Because diseases can affect men and women differently, the medical community has become concerned about “gender differences” in diseases, including stroke. According to statistics, women account for a higher proportion (3.8 million) of the 6.8 million strokes each year in the United States. In addition, women tend to be older when they have a stroke, tend to live alone, and have a worse premorbid state than men. After stroke, women have poorer levels of recovery and quality of life compared to men.
Many of the risk factors for stroke are specific to the female population, such as pregnancy and pregnancy complications, oral contraceptives and postmenopausal hormone therapy. In addition, there are many risk factors that are more prevalent for women, including hypertension, atrial fibrillation, migraine with aura, depression or psychosocial stress.
Guideline recommendations – Stroke risk factors
Women with hypertension in non-pregnancy
Hypertension is both the most significant independent risk factor for stroke and the greatest risk factor that can be intervened; and the prevalence of hypertension is higher in women compared with men. In addition, hypertension is less well controlled in middle-aged and older women. Men over the age of 80 years account for 38% of those with blood pressure below 140/90 mmHg; women in the same condition account for only 23%. There is no evidence of gender differences in the efficacy of antihypertensive therapy, but many studies of antihypertensive drugs have also not conducted gender-specific analyses of drug efficacy and side effects.
Atrial fibrillation
There are gender differences in atrial fibrillation, such as a higher incidence and associated risk of thromboembolism in women. The epidemiological impact of gender has been mentioned in the development of risk scores for patients with atrial fibrillation-adding female gender as a factor in the CHA2DS2-VASc (congestive heart failure/left heart insufficiency, hypertension, age ≥75 years; diabetes mellitus; history of stroke/transient ischemic attack/thrombosis) score.
Therefore, considering the age-sex differences in stroke events, we recommend the use of a risk stratification tool.
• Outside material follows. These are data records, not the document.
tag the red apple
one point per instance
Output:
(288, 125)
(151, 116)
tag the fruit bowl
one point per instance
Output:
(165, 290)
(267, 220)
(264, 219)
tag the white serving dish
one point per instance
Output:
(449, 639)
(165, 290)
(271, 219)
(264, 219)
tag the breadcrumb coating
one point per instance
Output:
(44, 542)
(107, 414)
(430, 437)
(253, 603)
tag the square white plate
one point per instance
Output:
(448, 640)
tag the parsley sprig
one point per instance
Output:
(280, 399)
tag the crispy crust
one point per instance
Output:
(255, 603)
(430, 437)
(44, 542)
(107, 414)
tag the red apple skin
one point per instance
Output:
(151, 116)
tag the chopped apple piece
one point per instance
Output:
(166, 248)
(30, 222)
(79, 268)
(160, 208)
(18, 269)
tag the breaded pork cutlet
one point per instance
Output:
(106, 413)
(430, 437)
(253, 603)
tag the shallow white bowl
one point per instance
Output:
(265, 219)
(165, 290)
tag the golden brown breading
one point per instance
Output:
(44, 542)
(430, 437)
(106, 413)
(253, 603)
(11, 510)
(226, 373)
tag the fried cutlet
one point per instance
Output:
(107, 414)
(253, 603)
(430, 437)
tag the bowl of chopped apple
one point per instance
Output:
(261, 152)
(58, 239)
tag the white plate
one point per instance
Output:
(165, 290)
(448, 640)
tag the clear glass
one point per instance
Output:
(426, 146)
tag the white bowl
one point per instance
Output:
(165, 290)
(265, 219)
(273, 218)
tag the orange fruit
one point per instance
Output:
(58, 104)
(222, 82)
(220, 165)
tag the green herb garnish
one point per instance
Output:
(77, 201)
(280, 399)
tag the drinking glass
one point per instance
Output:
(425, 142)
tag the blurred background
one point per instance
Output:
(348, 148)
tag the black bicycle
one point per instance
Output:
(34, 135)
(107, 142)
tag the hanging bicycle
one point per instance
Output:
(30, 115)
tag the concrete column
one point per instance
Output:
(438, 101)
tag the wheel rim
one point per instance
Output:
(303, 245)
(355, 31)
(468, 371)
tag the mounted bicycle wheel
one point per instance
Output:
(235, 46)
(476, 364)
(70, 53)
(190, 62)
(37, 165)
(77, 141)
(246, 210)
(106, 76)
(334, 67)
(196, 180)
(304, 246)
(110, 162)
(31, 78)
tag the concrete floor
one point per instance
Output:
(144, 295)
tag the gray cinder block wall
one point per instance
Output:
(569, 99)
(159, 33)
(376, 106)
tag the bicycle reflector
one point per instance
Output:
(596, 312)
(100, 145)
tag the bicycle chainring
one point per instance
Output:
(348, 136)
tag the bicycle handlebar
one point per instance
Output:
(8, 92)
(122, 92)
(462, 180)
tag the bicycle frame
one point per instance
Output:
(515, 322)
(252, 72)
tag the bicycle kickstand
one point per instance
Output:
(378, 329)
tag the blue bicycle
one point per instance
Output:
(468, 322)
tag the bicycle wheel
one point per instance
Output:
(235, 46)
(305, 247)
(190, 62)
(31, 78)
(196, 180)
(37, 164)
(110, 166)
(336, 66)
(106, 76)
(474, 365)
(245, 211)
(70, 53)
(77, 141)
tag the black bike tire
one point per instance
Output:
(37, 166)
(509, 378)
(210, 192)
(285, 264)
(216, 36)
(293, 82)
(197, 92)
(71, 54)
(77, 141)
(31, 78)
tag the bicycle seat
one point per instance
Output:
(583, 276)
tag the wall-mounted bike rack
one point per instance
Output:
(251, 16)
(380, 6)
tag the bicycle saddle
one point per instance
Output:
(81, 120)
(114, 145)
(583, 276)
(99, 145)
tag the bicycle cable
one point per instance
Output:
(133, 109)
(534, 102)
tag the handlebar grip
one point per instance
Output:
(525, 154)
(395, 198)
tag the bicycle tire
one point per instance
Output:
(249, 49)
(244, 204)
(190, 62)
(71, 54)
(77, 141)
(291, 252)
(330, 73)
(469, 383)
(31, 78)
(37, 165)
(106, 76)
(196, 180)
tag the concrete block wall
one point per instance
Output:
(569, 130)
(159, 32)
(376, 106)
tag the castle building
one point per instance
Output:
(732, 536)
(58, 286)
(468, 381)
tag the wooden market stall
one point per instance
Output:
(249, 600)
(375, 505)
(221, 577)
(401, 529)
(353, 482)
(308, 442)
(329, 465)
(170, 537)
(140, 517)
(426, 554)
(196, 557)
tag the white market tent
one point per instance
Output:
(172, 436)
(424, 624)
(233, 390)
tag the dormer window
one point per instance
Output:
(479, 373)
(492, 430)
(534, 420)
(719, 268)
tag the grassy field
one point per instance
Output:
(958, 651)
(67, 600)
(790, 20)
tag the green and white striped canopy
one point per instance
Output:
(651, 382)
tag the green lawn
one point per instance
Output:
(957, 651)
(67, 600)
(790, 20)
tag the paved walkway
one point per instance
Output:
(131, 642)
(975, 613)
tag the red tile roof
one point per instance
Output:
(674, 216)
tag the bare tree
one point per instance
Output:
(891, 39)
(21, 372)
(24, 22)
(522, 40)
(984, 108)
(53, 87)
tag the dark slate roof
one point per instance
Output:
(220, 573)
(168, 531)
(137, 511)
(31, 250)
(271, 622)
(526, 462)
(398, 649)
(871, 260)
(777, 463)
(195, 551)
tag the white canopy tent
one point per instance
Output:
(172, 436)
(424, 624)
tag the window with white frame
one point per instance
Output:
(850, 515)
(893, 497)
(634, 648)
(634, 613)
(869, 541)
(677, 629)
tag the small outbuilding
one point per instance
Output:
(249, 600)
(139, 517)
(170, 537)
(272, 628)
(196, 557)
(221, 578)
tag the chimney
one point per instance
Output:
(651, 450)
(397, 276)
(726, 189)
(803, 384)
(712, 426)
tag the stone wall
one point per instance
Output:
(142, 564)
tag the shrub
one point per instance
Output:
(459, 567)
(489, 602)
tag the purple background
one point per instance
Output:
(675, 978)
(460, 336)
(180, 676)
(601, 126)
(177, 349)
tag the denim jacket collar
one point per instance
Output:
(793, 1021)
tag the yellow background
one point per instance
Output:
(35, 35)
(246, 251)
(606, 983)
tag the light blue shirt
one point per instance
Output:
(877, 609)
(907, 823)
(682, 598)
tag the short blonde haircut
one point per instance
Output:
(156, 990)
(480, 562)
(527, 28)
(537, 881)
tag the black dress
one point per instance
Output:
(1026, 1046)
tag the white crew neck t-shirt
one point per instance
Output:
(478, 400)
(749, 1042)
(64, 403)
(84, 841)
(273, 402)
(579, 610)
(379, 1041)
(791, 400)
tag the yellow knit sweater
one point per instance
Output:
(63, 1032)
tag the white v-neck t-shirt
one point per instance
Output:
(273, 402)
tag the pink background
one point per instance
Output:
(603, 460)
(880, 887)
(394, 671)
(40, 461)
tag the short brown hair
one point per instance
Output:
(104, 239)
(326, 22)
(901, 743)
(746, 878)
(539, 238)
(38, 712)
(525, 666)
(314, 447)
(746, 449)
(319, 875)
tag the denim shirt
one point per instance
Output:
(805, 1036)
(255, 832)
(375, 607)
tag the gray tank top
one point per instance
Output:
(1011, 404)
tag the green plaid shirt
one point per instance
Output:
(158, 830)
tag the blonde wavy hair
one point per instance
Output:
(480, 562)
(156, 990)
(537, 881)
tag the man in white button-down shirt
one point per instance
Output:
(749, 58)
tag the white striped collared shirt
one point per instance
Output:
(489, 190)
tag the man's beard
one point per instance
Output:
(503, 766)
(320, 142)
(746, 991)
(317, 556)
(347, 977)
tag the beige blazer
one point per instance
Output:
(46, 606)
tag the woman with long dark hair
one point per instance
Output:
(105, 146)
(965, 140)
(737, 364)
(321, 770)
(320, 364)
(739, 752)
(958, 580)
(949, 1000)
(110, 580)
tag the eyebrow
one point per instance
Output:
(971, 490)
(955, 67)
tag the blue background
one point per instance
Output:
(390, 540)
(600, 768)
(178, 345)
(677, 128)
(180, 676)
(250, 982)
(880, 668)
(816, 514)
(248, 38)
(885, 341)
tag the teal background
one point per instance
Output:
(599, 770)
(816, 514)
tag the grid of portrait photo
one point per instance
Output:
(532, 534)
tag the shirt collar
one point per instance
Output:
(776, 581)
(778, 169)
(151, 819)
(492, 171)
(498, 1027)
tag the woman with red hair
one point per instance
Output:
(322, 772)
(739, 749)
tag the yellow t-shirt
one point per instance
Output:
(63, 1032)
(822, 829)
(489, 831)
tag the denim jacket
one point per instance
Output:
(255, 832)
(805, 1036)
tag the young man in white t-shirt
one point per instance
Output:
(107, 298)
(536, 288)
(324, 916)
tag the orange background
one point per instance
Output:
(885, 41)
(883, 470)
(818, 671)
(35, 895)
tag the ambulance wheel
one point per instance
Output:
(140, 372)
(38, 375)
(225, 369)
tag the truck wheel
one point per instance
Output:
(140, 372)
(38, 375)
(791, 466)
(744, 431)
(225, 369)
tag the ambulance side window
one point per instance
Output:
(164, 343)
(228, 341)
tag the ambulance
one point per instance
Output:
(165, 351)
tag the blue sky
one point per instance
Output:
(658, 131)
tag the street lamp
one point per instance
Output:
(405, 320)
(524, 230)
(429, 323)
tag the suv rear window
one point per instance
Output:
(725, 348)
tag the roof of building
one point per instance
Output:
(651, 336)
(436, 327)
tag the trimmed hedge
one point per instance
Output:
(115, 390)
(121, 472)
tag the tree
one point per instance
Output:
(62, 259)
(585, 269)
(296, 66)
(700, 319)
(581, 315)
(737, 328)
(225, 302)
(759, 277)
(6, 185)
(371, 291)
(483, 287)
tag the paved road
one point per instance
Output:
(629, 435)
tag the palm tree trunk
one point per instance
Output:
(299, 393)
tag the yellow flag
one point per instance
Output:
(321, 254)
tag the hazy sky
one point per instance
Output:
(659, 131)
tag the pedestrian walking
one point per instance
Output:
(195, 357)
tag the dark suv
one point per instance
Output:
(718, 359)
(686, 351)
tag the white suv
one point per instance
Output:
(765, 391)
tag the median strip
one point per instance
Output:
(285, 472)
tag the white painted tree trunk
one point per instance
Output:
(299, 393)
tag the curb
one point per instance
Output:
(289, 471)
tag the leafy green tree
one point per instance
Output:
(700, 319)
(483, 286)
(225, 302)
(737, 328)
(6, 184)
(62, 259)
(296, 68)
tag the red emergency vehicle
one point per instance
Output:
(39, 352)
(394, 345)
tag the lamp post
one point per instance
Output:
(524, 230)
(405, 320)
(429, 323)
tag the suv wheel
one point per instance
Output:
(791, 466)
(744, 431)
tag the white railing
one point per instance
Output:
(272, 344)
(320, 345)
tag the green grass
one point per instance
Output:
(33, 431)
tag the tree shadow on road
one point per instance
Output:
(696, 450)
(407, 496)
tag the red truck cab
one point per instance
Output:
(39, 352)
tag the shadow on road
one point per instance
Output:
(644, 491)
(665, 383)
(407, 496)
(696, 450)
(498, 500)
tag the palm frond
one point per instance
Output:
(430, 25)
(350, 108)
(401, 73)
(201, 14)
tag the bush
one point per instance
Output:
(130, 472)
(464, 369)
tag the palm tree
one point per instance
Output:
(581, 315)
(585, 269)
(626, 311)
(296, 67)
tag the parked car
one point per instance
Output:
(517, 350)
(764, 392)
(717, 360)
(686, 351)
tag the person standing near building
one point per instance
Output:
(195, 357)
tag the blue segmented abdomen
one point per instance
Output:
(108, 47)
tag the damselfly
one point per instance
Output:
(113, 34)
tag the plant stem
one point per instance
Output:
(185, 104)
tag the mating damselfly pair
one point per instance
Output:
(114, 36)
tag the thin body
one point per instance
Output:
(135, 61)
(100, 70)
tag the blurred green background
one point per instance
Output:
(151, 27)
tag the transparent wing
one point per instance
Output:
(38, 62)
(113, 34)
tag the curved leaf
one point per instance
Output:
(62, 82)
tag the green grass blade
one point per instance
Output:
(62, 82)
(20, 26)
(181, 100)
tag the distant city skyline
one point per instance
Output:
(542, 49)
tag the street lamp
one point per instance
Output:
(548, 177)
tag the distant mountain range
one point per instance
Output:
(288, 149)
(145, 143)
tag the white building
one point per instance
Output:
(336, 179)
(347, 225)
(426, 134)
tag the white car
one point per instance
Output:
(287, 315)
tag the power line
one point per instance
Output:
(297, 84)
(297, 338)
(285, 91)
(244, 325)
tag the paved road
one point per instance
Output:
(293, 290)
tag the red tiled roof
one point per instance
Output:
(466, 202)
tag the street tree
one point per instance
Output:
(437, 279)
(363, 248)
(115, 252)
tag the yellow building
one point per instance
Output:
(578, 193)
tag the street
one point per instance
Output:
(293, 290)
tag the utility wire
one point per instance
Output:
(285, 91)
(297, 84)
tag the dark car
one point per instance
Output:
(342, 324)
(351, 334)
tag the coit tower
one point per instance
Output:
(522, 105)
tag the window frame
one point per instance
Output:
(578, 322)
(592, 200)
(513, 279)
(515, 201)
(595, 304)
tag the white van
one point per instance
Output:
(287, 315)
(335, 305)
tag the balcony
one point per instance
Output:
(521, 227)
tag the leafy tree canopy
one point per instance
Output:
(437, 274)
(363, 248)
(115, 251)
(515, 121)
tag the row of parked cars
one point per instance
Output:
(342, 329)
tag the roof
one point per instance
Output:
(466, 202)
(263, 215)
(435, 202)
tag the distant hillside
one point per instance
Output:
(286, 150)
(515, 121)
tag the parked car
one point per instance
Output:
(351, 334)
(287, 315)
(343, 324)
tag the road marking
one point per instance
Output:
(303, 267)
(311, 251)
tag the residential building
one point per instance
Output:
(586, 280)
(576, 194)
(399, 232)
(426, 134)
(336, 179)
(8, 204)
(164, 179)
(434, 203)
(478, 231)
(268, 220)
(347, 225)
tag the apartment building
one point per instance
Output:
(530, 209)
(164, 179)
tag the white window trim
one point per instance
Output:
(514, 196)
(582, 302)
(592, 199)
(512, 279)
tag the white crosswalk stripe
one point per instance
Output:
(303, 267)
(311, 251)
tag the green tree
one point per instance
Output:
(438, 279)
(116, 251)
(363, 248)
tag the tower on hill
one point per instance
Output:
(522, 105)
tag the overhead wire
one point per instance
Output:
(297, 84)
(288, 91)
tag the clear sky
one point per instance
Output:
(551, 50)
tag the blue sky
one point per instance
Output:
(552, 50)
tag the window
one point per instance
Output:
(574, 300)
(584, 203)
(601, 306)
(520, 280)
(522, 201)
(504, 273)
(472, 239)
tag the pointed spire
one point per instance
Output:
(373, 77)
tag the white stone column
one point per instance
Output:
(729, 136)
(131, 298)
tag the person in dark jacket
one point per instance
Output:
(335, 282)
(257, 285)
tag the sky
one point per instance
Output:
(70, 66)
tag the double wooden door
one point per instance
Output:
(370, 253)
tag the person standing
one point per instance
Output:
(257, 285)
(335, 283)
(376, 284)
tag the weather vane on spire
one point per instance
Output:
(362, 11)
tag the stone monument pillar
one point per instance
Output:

Women, especially those older than 75 years, should be actively screened for atrial fibrillation by appropriate pulse rate measurements and ECG monitoring (recommendation category I; level of evidence B). We also recommend antiplatelet therapy for female patients ≤65 years of age with isolated atrial fibrillation.
Migraine with aura
Migraine is 4 times more common in women than in men. Although the absolute risk of developing stroke and migraine are low in correlation, aura migraine is significantly associated with stroke in women <55 years of age. Frequency of migraine attacks was also associated with stroke. We therefore recommend reducing migraine attack frequency as an effective strategy to reduce stroke risk, although there is no clear evidence that it is a specific treatment strategy to reduce stroke risk (e.g., calcium channel blockers, β-blockers, antiplatelet agents).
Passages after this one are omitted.